Chuck Berry started his solo career in the mid-50s but unfortunately for many in our grandparents’ generation the first time they heard the mastermind’s work was from watered down versions covered by bands like The Beatles. In fact, The Beatles can attribute their first successful single to be a Chuck Berry original, “Roll Over Beethoven”. Indeed, the rock legend accumulated fame in the racially segregated era of the late 50s and early 60s and it was because of his skin color that only few recognized his original work. Radio DJ’s were prohibited from showcasing black artists on popular radio stations. In the time of “race records” it was extremely difficult for any artist of color to climb to success. Mr. Berry’s strides for inclusion in mainstream radio and overwhelming appeal to black and white audiences alike, eventually won over the deeply rooted racial divide that regulated what kind of music was permissible and to whom.

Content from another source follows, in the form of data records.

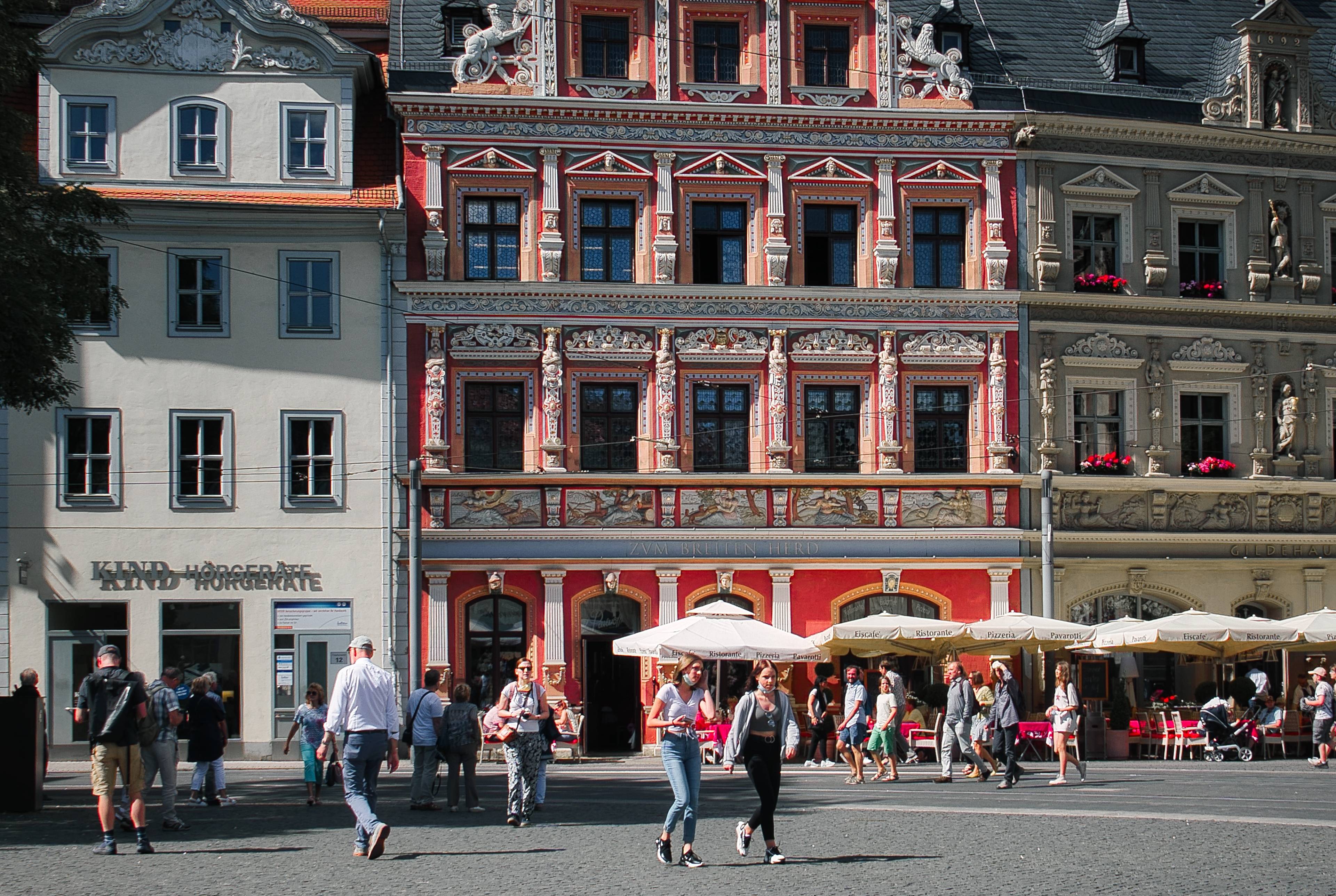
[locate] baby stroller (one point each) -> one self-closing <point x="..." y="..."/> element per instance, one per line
<point x="1226" y="740"/>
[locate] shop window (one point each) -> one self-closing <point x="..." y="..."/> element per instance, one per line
<point x="493" y="424"/>
<point x="718" y="233"/>
<point x="495" y="643"/>
<point x="1202" y="426"/>
<point x="826" y="55"/>
<point x="609" y="426"/>
<point x="1095" y="245"/>
<point x="832" y="238"/>
<point x="830" y="428"/>
<point x="1097" y="418"/>
<point x="941" y="429"/>
<point x="718" y="51"/>
<point x="940" y="248"/>
<point x="607" y="241"/>
<point x="721" y="426"/>
<point x="492" y="240"/>
<point x="607" y="47"/>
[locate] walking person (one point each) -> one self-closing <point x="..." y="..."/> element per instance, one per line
<point x="1005" y="719"/>
<point x="762" y="718"/>
<point x="423" y="726"/>
<point x="961" y="708"/>
<point x="461" y="738"/>
<point x="821" y="722"/>
<point x="310" y="720"/>
<point x="1063" y="713"/>
<point x="111" y="702"/>
<point x="524" y="703"/>
<point x="675" y="711"/>
<point x="208" y="739"/>
<point x="364" y="708"/>
<point x="853" y="730"/>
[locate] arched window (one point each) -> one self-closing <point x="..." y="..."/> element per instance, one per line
<point x="897" y="604"/>
<point x="496" y="639"/>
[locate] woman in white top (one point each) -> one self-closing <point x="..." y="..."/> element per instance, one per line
<point x="675" y="711"/>
<point x="1063" y="713"/>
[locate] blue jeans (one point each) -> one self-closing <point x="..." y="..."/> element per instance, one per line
<point x="682" y="763"/>
<point x="363" y="758"/>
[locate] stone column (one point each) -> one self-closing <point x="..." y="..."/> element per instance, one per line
<point x="777" y="245"/>
<point x="550" y="238"/>
<point x="666" y="243"/>
<point x="436" y="453"/>
<point x="1048" y="257"/>
<point x="888" y="251"/>
<point x="996" y="253"/>
<point x="435" y="241"/>
<point x="1155" y="261"/>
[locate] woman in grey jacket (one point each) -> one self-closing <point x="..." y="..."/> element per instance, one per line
<point x="762" y="718"/>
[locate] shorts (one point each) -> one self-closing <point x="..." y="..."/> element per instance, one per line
<point x="854" y="735"/>
<point x="108" y="759"/>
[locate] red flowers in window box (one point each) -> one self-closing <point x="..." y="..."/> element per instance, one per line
<point x="1211" y="466"/>
<point x="1099" y="283"/>
<point x="1107" y="464"/>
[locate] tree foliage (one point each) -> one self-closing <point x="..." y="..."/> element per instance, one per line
<point x="49" y="240"/>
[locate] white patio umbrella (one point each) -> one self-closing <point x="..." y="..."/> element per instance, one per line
<point x="873" y="636"/>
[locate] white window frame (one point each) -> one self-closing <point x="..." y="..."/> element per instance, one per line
<point x="317" y="503"/>
<point x="184" y="170"/>
<point x="69" y="166"/>
<point x="229" y="480"/>
<point x="174" y="328"/>
<point x="332" y="146"/>
<point x="111" y="501"/>
<point x="113" y="328"/>
<point x="285" y="330"/>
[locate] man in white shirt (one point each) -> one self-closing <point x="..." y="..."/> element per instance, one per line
<point x="365" y="708"/>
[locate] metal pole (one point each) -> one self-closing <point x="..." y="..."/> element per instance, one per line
<point x="1047" y="535"/>
<point x="415" y="575"/>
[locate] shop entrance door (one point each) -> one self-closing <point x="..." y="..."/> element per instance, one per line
<point x="71" y="660"/>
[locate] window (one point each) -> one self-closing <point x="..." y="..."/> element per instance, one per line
<point x="1097" y="417"/>
<point x="90" y="133"/>
<point x="492" y="240"/>
<point x="721" y="426"/>
<point x="717" y="53"/>
<point x="826" y="55"/>
<point x="940" y="248"/>
<point x="200" y="293"/>
<point x="493" y="424"/>
<point x="606" y="47"/>
<point x="202" y="456"/>
<point x="1202" y="428"/>
<point x="941" y="428"/>
<point x="830" y="426"/>
<point x="607" y="241"/>
<point x="1095" y="245"/>
<point x="308" y="142"/>
<point x="201" y="137"/>
<point x="1199" y="251"/>
<point x="609" y="426"/>
<point x="718" y="232"/>
<point x="309" y="296"/>
<point x="315" y="457"/>
<point x="832" y="233"/>
<point x="89" y="442"/>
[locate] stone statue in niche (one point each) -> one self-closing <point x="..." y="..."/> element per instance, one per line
<point x="1287" y="421"/>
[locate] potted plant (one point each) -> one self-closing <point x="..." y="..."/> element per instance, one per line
<point x="1107" y="464"/>
<point x="1120" y="718"/>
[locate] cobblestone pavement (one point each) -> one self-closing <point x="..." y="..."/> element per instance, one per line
<point x="1137" y="827"/>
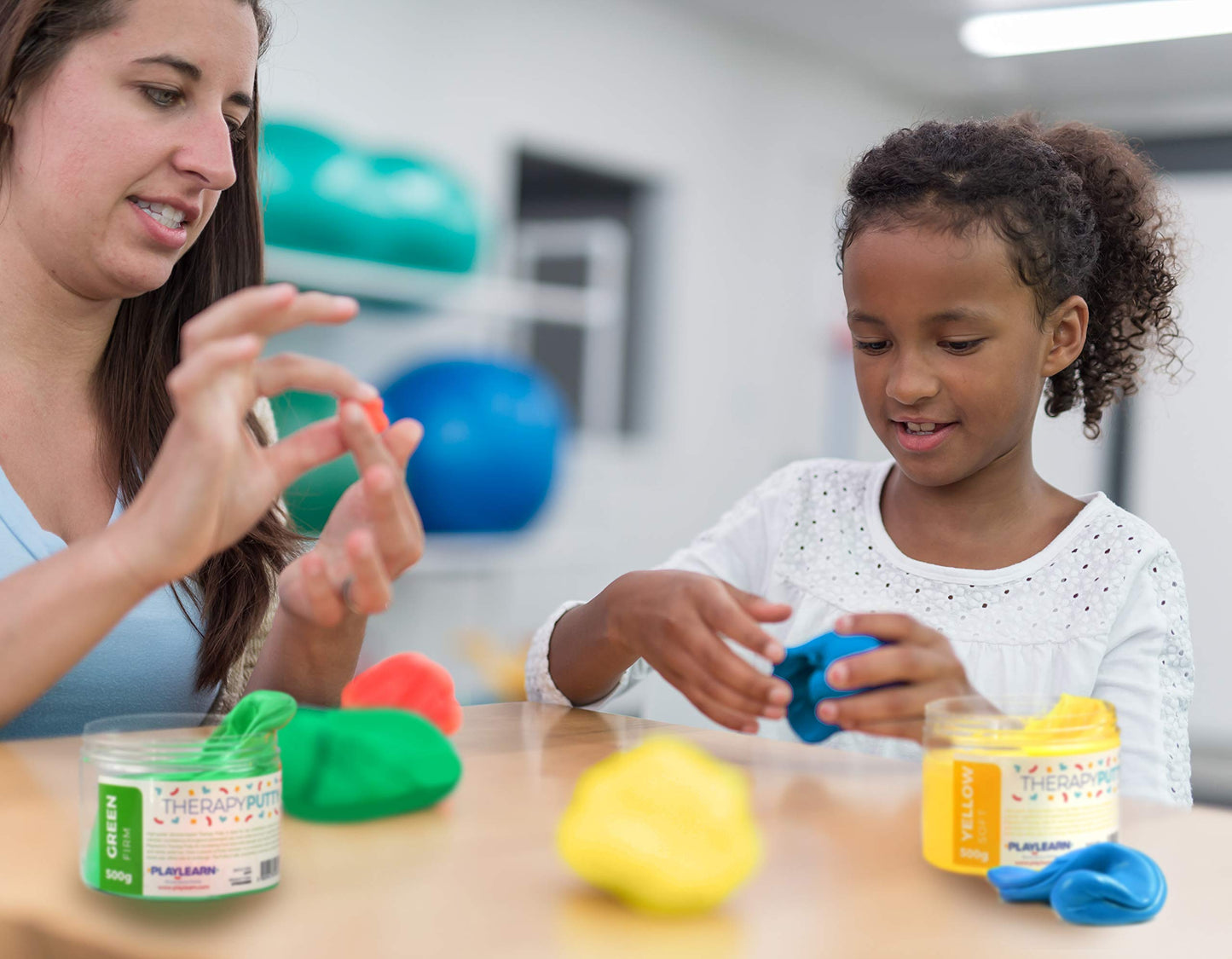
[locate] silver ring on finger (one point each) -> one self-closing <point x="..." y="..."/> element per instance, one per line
<point x="345" y="590"/>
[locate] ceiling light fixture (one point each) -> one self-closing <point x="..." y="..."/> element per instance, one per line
<point x="1094" y="25"/>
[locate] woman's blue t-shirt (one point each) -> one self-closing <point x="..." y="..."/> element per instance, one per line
<point x="147" y="664"/>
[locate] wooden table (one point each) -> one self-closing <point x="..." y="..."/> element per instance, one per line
<point x="478" y="875"/>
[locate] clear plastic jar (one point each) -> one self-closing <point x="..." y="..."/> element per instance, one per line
<point x="169" y="812"/>
<point x="1018" y="786"/>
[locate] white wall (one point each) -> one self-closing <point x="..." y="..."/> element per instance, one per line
<point x="750" y="142"/>
<point x="1183" y="458"/>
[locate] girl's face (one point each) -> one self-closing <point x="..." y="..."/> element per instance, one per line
<point x="119" y="157"/>
<point x="950" y="358"/>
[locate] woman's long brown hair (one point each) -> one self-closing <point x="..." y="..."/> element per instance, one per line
<point x="233" y="590"/>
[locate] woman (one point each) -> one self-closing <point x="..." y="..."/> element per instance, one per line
<point x="129" y="212"/>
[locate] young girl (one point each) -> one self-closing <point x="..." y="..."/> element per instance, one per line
<point x="982" y="263"/>
<point x="144" y="565"/>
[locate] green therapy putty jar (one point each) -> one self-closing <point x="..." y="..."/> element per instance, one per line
<point x="174" y="810"/>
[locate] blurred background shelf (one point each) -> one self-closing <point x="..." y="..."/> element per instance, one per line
<point x="476" y="294"/>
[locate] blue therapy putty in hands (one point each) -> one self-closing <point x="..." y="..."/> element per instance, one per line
<point x="1105" y="884"/>
<point x="805" y="667"/>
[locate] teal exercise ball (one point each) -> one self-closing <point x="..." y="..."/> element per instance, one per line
<point x="312" y="498"/>
<point x="421" y="215"/>
<point x="307" y="183"/>
<point x="493" y="435"/>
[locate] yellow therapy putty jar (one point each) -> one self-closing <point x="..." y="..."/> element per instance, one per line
<point x="1018" y="787"/>
<point x="173" y="810"/>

Chuck Berry was unique in his approach to music for several reasons. Being cognizant of where musical tastes broke down along racial lines, he often merged genres of country and rhythm & blues in his setlists with his early band. The notion of integrating the two different genres eventually diversified the audience. His sound served as a paradigm in the fact that the guitar could now exceed its original intention. Before Chuck Berry, the electric guitar was played over the top of a song for supplemental melodic purposes. The landscape changed after his first single, “Maybellene”, establishing guitar riffs to be the centerpiece of a song. The guitar could be played loudly to drive the rhythm rather than simply laying over the top.

Chuck Berry was also a showman. His lyrics helped him rise to fame capturing the teenage audience which was essential in crossing musical boundaries. He also relied on showmanship to further connect with his audiences. Playing effortlessly behind his head or duck-walking across the stage while playing his provocative riffs. Chuck Berry could engage with his audience and that element of involvement produced reactions. A Chuck Berry concert was a show where you could listen and dance until your heart was content. The audience’s response to this new music was revolutionary. He was one of the first initiators of integrated concerts where the audience could feel free to dance and mingle as they pleased and it was this fan base that helped the man become our first true rock star. Many will argue that Chuck Berry was the pioneer to make the electric guitar “cool” and I would easily agree.

Chuck Berry’s sound was unequivocally distinct and still is. You can still hear his contributions in bands like The Rolling Stones, punk rock bands like the Ramones or the Sex Pistols and even in modern rap influencing the quick and percussive delivery of their lyrics – a style perfected by the legend. His hands are everywhere across the music scene, old and new. If a guitar rhythm has ever made you dance, if you’ve ever played music your parents find unrelatable and even toxic, or if the sight of a musician lighting their guitar on fire during a performance made you think, “that is rock and roll”, remember, someone paved the way. Before the variations of sound we hear on the radio there was an originator. Before the John Mayer’s, the Gary Clark Jr’s and before Zeppelin and The Stones, before the Keith Richard’s, the Stevie Ray’s, and the Jimi’s, there was only one Chuck Berry and only one “Johnny B. Goode”.